Lumikki shook her head. It didn’t happen like that. Jennika lied. She remembered being surprised about it even then. She had hated Jennika for lying, and she had hated her mother and father for being away from home, and she had hated Rosa who had wanted to play a game that turned out real. She had hated her sister because she died. She had hated Rosa because she had loved her so much and because, suddenly, she was gone.

Lumikki tried to breathe more sparingly. She was beginning to feel the lack of oxygen as an increasing faintness and blurring of her eyes.

Was this glass coffin going to turn into her actual coffin?

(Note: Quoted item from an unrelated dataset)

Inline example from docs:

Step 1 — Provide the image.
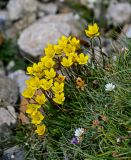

Lumikki searched her clothing for anything she could use as a weapon to get out. She didn’t have a belt with a buckle to use. Not even a hairpin. One hand groped in her trouser pocket. Something metal. Something cold. Something whose surface felt very familiar against her fingers. Her own personal dragon.

It was a brooch, and brooches have pins. What if Lumikki could scratch the glass with the pin and weaken it? She squeezed her fingers around the dragon. She searched for the clasp and opened it. The pin was sharp. Slowly and carefully, she brought her hand out of her pocked. The shadow was on the right side of the glass coffin now. Lumikki pressed the pin against the left wall of the coffin as hard as she could and scraped it down the glass.

The thin pin gave out instantly, bending beyond any use.

Tears of fear and frustration welled in Lumikki’s eyes.

She was never getting out of this coffin.